Attention-enhanced hybrid U-Net for prostate cancer grading and explainability.
Zaheer AN, Farhan M, Min G, Alotaibi FA, Alnfiai MM
Prostate cancer remains a leading cause of mortality, necessitating precise histopathological segmentation for accurate Gleason Grade assessment. However, existing deep learning-based segmentation models lack contextual awareness and explainability, leading to inconsistent performance across heterogeneous tissue structures. Conventional U-Net architectures and CNN-based approaches struggle with capturing long-range dependencies and fine-grained histopathological patterns, resulting in suboptimal boundary delineation and model generalizability. To address these limitations, we propose a transformer-attention hybrid U-Net (TAH U-Net), integrating hybrid CNN-transformer encoding, attention-guided skip connections, and a multi-stage guided loss mechanism for enhanced segmentation accuracy and model interpretability.

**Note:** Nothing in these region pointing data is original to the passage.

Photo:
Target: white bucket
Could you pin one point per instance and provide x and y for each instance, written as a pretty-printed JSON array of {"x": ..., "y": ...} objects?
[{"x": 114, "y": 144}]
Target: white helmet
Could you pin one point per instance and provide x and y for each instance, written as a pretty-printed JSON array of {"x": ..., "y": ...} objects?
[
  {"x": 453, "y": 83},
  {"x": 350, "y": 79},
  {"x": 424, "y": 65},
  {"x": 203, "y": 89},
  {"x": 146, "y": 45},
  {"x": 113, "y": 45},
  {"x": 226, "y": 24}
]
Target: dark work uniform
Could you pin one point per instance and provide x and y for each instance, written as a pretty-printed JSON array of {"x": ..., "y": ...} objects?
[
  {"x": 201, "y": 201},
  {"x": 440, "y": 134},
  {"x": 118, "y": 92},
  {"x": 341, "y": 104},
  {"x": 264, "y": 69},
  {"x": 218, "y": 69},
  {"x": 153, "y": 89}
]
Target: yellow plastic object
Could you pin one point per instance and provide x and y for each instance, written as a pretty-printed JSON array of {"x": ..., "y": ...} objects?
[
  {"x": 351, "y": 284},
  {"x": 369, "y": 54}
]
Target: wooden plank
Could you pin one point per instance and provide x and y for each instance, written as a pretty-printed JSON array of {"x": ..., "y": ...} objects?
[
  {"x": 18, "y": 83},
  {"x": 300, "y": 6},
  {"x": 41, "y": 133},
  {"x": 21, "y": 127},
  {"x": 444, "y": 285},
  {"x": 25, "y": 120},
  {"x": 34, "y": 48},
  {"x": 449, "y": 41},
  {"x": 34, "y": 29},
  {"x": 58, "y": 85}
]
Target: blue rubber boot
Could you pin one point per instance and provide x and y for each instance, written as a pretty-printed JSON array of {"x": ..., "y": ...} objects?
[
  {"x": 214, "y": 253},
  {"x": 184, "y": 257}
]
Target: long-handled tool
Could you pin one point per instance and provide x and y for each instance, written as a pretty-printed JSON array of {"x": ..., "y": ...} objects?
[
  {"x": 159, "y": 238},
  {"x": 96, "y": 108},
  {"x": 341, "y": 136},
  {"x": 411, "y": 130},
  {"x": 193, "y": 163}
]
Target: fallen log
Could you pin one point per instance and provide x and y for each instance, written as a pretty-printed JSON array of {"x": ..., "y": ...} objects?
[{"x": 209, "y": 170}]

The ResNet50-based convolutional layers efficiently capture local spatial features, while Vision Transformer (ViT) blocks model global contextual dependencies, improving segmentation consistency. Attention mechanisms are incorporated into skip connections and decoder pathways, refining feature propagation by suppressing irrelevant tissue noise while enhancing diagnostically significant regions. A novel hierarchical guided loss function optimizes segmentation masks at multiple decoder stages, improving boundary refinement and gradient stability. Additionally, Explainable AI (XAI) techniques such as LIME, Occlusion Sensitivity, and Partial Dependence Analysis (PDP), validate the model's decision-making transparency, ensuring clinical reliability. The experimental evaluation on the SICAPv2 dataset demonstrates state-of-the-art performance, surpassing traditional U-Net architectures with a 4.6% increase in Dice Score, 5.1% gain in IoU, along with notable improvements in Precision (+ 4.2%) and Recall (+ 3.8%). This research significantly advances AI-driven prostate cancer diagnostics by providing an interpretable and highly accurate segmentation framework, enhancing clinical trust in histopathology-based grading within medical imaging and computational pathology.